Erdoğan, NATO'ya katılımlara direnmekten vazgeçti
Türkiye, İsveç ve Finlandiya’nın NATO’ya üyeliğinin önünü açtı: Üç ülke, savunma ittifakının düzenlediği zirvenin hemen başında bir karşılıklı destek memorandumu üzerinde anlaşmaya vardı. NATO Genel Sekreteri Stoltenberg, Türkiye’nin terörle mücadele ve silah ihracatı konularındaki endişelerinin giderildiğini söyledi. Yorumcular gelişmeyi analiz ediyor.
Tarihi karar
Ilta-Sanomat, Erdoğan itibarını kaybetmeden daha fazla direnç gösteremeyecekti diyor:
“Türk liderin kafasındakileri anlamak zor ve arabulucuların yakın bir zamanda daha fazla bilgi sunması pek olası değil.

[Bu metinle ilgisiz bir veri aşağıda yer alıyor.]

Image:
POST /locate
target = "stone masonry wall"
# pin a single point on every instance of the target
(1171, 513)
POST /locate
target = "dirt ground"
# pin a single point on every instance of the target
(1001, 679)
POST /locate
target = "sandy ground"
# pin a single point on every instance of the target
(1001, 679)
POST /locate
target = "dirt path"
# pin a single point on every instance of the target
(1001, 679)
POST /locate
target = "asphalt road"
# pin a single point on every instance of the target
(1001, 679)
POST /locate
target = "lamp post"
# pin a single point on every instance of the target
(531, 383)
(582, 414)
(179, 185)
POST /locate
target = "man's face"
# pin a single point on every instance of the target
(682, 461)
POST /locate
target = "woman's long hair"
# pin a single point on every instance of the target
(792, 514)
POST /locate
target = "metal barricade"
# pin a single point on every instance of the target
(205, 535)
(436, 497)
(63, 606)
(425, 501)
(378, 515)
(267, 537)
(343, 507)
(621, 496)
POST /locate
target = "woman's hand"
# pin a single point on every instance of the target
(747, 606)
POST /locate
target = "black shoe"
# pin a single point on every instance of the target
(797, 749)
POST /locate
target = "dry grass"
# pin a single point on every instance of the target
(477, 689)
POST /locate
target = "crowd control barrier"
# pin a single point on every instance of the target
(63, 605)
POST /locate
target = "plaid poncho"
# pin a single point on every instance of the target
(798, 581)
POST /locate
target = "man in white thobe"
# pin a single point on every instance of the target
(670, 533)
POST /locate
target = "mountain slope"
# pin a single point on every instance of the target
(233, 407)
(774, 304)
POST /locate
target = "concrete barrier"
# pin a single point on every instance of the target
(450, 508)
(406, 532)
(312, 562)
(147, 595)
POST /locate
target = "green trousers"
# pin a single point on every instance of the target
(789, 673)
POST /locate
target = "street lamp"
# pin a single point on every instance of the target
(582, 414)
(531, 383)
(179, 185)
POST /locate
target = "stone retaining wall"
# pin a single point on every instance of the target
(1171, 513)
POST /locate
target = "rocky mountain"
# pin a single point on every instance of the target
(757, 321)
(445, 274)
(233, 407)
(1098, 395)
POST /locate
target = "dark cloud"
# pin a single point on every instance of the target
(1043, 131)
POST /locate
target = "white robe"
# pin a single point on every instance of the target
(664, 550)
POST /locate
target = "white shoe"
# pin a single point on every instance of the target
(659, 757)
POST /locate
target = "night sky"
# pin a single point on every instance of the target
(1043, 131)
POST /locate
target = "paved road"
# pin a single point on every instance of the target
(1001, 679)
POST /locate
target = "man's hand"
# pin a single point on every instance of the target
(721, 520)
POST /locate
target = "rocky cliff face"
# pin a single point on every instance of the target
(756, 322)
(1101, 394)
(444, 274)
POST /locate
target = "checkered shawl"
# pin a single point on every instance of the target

Belki de Erdoğan, Putin’in ayak işlerine bakan çocuk muamelesi görme riskiyle karşı karşıya olduğunu fark etti. ... Her koşulda, tarihi öneme sahip bir karar bu. Vladimir Putin, 24 Şubat’ta Ukrayna'nın canice işgal edilmesi emrini verirken, güvenilir kuzeybatı komşusu Finlandiya’nın İsveç’le birlikte dört aydan biraz fazla bir süre içinde NATO’ya davet edileceğini aklına getirmiş miydi acaba? Elbette hedefi bu değildi.”
Savaş korkusuyla teslimiyet
SRF, Stockholm ve Helsinki'de iç siyaset meselelerinin geri planda kaldığı tespitinde bulunuyor:
“Finlandiya ve İsveç'in, Türkiye'nin en önemli taleplerinden biri olan, Türkiye'nin terörizmle suçladığı Kürt kökenli insanlar ve gruplar konusunda taviz verdiği açıkça ortada. ... Nihayetinde Finlandiya ve İsveç'in tavizlerle ilgili iç siyasette yaşadığı kaygılar, Rusya'dan gelecek bir saldırı korkusundan ve dolayısıyla olabildiğince hızlı bir biçimde NATO'ya katılma arzusundan daha ağır basmadı.”
Eski casus yine yanıldı
De Telegraaf, G7 gibi NATO devletlerinin de bir arada durarak gücünü gösterdiğini söylüyor:
“Putin haberleri Kremlin’de dişlerini sıkarak dinlemiş olmalı. Eski casusun üçüncü yanılması bu. Başta, Ukrayna’daki direnişi birkaç gün içinde kıracağını ve Batı’dan Kırım’ın ve Ukrayna’nın doğusundaki bazı bölgelerin işgalinde olduğu gibi yalnızca cılız bir homurdanma çıkacağını düşünmüştü. Sonra da AB’nin, G7’nin ve NATO’nun birliğini bozabileceğini sanmıştı. Şimdi iki hayli güçlü ordu NATO’ya katılıyor. Üstelik ittifakın en zayıf olduğu bir bölgede.”
Ankara istediğini aldı
Hükümete yakın Yeni Akit gazetesine göre, İsveç ve Finlandiya’nın verdiği tavizler Türk diplomasisi için büyük bir başarı anlamına geliyor:
“Türkiye Cumhuriyeti Cumhurbaşkanı koltuğunda Tayyip Erdoğan oturmasaydı, bugün İsveç ve Finlandiya, PKK’ya destek veren konumları hakkında hiç kimsenin bir itirazı olmaksızın NATO üyeliğine kabul edilmişti. Erdoğan bu süreci durdurdu. Sadece İsveç ve Finlandiya açısından değil. Tüm dünya devletleri açısından PKK’ya verdikleri desteklerin sorgulandığı, bir gündem oluşturulmuştur.”
Şantaj işe yaradı
Web portalı Liberal şöyle yazıyor:
“Erdoğan’ın ağır şantajı işe yaradı ve böylece İsveç ve Finlandiya’yla kimi hususlarda küçük düşürücü anlaşmalara varıldı. ... Belli ki şantaja siyasi olarak karşı koyamayan her iki İskandinav ülkesinden neredeyse istediği her şeyi alan Türk lider, ABD Başkanı Biden ve Fransa Cumhurbaşkanı Macron ile bugün gerçekleştireceği görüşmelerde attığı bu ‘olumlu’ adımdan fayda sağlamaya çalışacak. Elbette memorandumu kişisel diplomasisinin bir ‘zaferi’ olarak lanse ederek ülke içinde de bu gelişmeyi kullanacak.”